El primer ministro israelí, Naftali Bennett, advirtió el martes a Unilever de las “graves consecuencias” de la decisión de su subsidiaria Ben & Jerry’s de detener las ventas de helados en la Cisjordania ocupada por Israel en Jerusalén del Este, según un comunicado de la oficina de Bennett.

La oficina de Bennett dijo que el primer ministro habló con el director ejecutivo de Unilever, Alan Jope, por teléfono y condenó el boicot, anunciado por el fabricante de helados el lunes, como un “paso descaradamente antiisraelí”.

Advirtió que Israel “actuará agresivamente” en respuesta, amenazando al conglomerado británico de bienes de consumo, que adquirió Ben & Jerry’s en 2000, con “graves repercusiones, legales y de otro tipo”.

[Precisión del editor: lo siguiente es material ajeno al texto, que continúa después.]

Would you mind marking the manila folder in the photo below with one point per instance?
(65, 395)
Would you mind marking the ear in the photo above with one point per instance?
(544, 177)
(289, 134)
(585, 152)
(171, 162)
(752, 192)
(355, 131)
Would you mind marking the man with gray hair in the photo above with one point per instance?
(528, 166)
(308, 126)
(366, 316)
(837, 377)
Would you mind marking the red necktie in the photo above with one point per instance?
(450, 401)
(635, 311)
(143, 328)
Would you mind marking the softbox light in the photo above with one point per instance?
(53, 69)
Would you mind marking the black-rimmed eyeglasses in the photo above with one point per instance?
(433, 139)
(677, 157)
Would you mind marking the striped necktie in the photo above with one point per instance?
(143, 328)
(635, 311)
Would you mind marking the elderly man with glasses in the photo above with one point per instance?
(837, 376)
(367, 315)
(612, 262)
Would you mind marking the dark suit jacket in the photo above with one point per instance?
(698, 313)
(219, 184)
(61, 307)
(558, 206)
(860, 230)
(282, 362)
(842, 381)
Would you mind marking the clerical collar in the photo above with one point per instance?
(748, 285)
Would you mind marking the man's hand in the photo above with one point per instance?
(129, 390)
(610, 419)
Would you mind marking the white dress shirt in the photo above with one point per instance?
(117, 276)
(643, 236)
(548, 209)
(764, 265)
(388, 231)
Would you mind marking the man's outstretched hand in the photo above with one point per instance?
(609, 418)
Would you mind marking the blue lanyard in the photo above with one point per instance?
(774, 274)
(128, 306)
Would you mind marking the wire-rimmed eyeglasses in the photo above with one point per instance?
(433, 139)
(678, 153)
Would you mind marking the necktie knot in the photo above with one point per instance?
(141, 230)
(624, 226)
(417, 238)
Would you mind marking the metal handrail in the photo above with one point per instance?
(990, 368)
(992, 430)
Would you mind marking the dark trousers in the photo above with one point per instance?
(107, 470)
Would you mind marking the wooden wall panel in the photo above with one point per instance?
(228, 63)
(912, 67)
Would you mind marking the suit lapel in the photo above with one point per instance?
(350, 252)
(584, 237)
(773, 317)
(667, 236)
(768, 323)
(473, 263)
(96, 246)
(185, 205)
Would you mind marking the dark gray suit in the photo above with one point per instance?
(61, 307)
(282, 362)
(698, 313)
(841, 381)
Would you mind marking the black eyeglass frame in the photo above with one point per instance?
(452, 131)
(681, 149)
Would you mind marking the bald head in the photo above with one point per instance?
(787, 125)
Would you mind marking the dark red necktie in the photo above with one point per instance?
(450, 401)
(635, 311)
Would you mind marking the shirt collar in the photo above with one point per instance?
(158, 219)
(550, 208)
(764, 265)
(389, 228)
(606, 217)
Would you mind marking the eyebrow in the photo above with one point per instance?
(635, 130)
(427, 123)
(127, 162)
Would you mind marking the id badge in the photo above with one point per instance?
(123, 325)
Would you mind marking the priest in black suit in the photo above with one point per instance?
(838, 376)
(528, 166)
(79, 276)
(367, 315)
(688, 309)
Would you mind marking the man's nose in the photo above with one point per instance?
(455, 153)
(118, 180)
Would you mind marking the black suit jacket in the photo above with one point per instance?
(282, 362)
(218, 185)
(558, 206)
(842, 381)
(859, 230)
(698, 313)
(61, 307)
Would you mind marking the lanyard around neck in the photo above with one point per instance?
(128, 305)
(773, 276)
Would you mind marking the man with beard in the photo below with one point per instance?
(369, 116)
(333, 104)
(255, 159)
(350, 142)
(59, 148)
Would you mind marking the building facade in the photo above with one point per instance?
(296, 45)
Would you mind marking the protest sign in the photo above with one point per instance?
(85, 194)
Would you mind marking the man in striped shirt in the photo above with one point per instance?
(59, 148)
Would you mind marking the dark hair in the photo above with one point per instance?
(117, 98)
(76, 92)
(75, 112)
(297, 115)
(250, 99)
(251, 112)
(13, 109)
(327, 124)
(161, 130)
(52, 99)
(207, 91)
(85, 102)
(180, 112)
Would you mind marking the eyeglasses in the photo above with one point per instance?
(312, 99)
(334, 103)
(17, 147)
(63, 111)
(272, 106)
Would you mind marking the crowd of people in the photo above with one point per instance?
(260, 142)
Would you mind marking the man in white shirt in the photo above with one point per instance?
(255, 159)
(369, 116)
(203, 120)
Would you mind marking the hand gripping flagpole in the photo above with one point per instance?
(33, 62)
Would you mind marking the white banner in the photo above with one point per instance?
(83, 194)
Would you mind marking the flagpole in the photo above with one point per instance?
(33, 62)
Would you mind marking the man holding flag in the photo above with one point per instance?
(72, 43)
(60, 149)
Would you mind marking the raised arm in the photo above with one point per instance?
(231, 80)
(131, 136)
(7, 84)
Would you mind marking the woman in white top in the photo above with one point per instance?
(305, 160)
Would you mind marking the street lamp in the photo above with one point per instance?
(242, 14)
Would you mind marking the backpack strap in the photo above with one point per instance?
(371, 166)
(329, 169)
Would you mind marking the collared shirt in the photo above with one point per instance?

Le invitamos a seguir nuestra página de Facebook

Unilever se negó a comentar sobre la conversación de Jope con Bennett, pero señaló a Forbes una declaración publicada el lunes en la que la compañía dijo que “siempre ha reconocido el derecho de la marca y su directorio independiente a tomar decisiones sobre su misión social”.
La compañía también dijo que “[acoge con satisfacción] el hecho de que Ben & Jerry’s se quede en Israel”.

ANTECEDENTES CLAVE

Después de meses de silencio en las redes sociales, Ben & Jerry’s, una compañía famosa por sus fuertes posturas sobre temas progresistas, anunció repentinamente el lunes su decisión de poner fin a sus negocios en el “territorio palestino ocupado”. Ben & Jerry’s ha autorizado durante las últimas tres décadas una fábrica en Israel que produce y distribuye helados en el país, así como en los asentamientos israelíes en Cisjordania y Jerusalén del Este.

Los vínculos de la empresa con esos controvertidos acuerdos han provocado durante años la ira de los activistas progresistas, que acusaron a la empresa de hipocresía por su silencio sobre el tema.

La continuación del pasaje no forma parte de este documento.